By Coleen York
I’m not one to stand on the corner on a very tall box yelling at couples to “leave room for the Holy Spirit,” or telling singles, “Thou shalt not flirt unless thou art getting married to the subject of your flirtations.”
Don’t you hate the “however?” It’s like that split second when you realize an ax is about to fall, and you need to decide if you’re going to roll out of the way or if you’re just going to take it … at least that’s how I feel sometimes.
So as the writer, I promise not to guillotine anyone in this article. But I would like to have a discussion about flirting.
In college I came to the oh-so-brilliant conclusion that there were only two possible outcomes for a dating relationship: you either marry them or break up with them. Based on that epiphany, I got a little choosier about who I started truly dating. Because let’s be honest, no one really enjoys break-ups.
HOWEVER … (There it is again …)
However, that meant I often felt a little starved for both attention and affection. But I knew some relationships were just pointless to even enter into, regardless of how needy I was feeling. As a result I became somewhat of a serial flirter. I could get attention while eluding a relationship I knew would never work out. Seemed like a pretty good solution to me at the time. Sort of like I got the best of both worlds …

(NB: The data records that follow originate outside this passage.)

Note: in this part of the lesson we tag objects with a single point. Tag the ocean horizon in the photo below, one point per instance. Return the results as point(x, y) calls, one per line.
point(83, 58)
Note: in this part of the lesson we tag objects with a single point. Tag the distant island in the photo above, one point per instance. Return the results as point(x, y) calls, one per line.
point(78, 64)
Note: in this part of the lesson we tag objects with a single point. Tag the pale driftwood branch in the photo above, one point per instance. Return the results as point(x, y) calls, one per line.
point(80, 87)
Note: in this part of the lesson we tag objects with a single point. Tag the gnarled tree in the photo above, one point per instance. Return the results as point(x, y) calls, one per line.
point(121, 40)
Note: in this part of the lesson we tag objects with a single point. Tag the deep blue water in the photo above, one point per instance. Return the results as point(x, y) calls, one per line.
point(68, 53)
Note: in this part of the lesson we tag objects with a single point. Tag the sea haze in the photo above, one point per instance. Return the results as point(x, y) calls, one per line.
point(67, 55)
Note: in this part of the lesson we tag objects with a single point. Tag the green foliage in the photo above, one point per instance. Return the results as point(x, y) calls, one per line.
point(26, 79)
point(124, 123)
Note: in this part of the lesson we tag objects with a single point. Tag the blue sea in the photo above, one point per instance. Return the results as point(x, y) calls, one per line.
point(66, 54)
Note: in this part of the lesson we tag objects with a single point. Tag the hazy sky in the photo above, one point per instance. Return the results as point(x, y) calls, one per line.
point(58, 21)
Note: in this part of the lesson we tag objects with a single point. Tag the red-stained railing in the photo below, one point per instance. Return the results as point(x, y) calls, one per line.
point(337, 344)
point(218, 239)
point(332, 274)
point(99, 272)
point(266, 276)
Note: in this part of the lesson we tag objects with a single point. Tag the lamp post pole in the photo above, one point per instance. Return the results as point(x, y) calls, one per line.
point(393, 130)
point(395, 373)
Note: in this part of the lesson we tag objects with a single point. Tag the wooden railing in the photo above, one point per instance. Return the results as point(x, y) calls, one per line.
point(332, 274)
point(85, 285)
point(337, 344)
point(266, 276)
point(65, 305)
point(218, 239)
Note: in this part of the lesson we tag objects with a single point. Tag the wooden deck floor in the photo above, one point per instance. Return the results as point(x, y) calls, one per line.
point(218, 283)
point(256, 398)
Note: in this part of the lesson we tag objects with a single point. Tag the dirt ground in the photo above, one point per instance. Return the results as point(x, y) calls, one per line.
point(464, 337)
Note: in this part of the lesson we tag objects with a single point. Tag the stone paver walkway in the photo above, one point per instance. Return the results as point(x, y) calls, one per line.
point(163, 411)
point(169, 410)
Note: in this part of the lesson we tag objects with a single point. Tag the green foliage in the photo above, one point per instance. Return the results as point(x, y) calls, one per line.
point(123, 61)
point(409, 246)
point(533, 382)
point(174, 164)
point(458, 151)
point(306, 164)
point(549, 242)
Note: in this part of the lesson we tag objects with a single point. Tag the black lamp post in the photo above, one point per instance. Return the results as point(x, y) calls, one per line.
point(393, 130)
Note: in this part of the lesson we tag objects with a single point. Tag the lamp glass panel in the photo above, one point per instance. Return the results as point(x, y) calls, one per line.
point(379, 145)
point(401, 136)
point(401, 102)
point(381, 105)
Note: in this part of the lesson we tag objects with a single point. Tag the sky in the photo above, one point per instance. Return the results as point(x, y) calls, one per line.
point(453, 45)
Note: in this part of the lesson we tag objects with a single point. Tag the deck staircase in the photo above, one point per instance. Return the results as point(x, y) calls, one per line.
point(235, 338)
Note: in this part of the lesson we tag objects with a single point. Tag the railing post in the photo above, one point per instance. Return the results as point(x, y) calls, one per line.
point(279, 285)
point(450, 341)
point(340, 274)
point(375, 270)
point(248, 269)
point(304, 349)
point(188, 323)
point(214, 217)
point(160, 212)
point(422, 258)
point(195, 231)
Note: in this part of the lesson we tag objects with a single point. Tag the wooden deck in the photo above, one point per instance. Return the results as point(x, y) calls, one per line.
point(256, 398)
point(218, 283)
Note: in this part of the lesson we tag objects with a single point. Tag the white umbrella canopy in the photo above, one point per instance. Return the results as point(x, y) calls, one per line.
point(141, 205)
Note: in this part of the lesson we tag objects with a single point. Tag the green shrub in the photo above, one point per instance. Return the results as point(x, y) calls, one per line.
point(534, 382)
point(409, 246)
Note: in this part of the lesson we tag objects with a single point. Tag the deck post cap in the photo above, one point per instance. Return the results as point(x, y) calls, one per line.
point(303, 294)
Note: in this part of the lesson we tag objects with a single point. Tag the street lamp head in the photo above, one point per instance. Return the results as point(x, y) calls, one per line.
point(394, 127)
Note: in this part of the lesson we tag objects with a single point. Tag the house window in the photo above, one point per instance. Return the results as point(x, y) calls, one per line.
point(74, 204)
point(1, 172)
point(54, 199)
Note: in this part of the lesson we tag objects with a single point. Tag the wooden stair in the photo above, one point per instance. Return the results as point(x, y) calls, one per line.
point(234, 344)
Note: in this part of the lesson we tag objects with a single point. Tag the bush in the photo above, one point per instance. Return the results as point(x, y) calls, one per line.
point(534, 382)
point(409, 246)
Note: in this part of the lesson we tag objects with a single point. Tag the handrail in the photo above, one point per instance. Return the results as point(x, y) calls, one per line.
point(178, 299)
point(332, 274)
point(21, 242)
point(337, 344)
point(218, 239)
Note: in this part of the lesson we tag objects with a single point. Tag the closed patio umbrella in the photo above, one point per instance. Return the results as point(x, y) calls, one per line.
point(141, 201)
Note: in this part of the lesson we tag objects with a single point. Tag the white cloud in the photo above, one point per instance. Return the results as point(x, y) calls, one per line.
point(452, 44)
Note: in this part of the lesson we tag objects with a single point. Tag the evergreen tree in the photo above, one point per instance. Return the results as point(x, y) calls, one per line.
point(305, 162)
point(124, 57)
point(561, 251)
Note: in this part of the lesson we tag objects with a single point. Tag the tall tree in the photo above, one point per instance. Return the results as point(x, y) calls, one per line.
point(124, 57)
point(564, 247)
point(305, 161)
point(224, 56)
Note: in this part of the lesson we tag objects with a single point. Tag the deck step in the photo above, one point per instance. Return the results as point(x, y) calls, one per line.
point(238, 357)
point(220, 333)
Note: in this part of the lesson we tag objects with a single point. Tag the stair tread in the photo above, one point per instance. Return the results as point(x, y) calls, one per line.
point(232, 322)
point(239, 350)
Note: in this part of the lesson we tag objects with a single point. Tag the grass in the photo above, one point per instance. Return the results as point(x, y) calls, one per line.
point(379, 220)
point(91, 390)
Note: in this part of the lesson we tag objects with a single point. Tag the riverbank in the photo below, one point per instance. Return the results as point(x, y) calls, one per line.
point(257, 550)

I’ve heard the statement “harmless flirting” a lot in my life. I’ve probably even used it myself. But I’m not entirely sure how accurate it is to put the adjective “harmless” in front of flirting. I’m not about to tell you flirting is wrong. It’s pretty much how every relationship that ends in marriage begins … so I mean, go ahead, flirt. But before you do, evaluate why you’re flirting in the first place.

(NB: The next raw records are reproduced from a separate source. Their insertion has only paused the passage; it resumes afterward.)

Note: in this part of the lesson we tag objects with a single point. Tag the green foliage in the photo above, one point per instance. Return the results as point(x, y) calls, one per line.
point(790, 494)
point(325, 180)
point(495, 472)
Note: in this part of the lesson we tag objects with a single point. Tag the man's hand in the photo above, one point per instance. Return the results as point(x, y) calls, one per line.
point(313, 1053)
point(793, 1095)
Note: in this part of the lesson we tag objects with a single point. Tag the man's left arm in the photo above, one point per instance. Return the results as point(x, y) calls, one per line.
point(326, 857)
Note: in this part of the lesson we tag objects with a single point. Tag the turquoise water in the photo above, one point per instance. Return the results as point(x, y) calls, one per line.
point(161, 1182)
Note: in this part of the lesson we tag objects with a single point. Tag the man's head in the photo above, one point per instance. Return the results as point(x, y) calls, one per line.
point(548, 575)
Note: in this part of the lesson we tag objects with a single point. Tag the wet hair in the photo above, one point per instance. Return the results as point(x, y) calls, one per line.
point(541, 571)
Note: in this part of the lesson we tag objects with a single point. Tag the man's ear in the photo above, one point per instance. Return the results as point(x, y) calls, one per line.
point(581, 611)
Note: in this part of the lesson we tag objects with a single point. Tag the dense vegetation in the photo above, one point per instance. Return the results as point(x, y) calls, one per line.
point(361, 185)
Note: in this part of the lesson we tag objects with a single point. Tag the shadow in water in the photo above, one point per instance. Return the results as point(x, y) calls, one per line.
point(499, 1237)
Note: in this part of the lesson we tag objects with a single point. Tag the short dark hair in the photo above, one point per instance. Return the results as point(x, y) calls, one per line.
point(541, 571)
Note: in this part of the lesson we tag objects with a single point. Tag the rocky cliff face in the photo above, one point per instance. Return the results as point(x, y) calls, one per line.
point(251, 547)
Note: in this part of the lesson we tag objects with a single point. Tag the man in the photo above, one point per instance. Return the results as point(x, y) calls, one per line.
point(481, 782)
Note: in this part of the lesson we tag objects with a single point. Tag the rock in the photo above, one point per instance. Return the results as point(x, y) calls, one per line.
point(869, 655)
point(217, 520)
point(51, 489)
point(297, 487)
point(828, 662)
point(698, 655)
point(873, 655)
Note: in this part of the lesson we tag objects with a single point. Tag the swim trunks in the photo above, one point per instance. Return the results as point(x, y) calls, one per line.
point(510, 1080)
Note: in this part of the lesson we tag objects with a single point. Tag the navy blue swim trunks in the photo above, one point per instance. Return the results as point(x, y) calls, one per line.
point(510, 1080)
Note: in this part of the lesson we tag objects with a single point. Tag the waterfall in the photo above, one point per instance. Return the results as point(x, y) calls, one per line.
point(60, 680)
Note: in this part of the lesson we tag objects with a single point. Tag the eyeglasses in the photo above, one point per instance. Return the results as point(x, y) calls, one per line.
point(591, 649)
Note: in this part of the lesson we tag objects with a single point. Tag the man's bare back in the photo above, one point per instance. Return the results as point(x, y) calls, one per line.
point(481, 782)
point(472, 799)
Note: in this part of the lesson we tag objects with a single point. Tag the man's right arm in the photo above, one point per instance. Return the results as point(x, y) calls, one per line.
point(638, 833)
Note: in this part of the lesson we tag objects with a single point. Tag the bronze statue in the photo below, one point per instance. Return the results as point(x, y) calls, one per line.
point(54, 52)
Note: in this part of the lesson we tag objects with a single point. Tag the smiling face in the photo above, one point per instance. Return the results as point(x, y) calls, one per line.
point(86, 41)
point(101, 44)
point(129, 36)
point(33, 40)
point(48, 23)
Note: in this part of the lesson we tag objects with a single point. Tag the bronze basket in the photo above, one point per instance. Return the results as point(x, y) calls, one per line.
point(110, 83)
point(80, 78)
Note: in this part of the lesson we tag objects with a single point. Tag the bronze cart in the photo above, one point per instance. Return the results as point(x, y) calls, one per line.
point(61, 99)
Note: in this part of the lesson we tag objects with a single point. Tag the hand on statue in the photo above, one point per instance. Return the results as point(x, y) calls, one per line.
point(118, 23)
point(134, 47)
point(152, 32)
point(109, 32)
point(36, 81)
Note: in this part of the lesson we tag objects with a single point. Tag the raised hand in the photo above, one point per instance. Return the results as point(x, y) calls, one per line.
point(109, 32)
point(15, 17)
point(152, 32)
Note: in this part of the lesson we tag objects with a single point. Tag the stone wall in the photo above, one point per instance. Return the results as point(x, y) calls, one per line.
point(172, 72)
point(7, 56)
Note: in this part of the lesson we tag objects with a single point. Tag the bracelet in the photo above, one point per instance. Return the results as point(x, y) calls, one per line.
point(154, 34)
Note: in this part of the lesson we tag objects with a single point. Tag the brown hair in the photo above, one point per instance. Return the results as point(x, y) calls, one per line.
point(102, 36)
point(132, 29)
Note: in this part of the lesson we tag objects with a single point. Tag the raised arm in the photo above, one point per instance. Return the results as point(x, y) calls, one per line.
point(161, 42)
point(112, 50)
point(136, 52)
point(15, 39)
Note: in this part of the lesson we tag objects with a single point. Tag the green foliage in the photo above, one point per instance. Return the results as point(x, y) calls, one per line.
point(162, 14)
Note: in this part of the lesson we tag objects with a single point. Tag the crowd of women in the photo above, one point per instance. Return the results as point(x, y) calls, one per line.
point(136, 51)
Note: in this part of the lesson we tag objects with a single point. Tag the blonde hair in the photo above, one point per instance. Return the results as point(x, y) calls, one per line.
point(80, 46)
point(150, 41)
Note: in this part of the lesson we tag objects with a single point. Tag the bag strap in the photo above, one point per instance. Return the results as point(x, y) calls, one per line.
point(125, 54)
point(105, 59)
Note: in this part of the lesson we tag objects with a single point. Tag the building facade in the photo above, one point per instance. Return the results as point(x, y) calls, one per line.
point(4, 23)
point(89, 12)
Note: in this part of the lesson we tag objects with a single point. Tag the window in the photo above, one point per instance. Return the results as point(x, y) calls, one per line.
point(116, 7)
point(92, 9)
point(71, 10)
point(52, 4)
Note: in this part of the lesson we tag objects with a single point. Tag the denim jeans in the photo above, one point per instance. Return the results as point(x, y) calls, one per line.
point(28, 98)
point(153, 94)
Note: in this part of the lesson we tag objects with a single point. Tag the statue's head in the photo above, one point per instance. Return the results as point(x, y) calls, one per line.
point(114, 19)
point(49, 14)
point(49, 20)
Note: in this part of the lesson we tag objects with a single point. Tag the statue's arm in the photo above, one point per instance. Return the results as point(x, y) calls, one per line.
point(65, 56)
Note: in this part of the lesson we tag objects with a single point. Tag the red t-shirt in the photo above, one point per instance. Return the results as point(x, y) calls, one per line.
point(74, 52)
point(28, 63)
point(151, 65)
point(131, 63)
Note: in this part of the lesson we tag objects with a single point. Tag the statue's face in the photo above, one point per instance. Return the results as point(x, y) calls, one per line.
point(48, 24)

Is it because you feel like you need attention or are fishing for compliments? Is it because you think they’re cute, but maybe they still aren’t quite “dating material?” Is it because you’re bored, or maybe a little impatient for the relationship you’ve been waiting for? Or is it because you truly like them and are interested in getting to know them (with the intention of hopefully dating)?
If it was any reason but the latter, I would really urge you to reevaluate whether or not you should be flirting with that person.
People may adopt the mindset that flirting is “harmless,” but flirting triggers an emotional response that isn’t quite as harmless as we originally thought. I can’t speak for the men, but for the ladies flirting leads to more than just thoughts concerning that initial flirt-sesh. Flirting can lead to daydreams about what it would be like to be in a relationship with the object of your flirtations. What’s more, flirting can also involve playful touches that leave you wanting more than you should if you’re not in a relationship.
Even if you can distance yourself from an emotional response, the other party may not be able to as easily. Although it’s difficult, we need pause and ask ourselves if feeding our need for attention is worth jeopardizing another’s feelings.
Flirting is a precursor to dating. Not a substitute for it.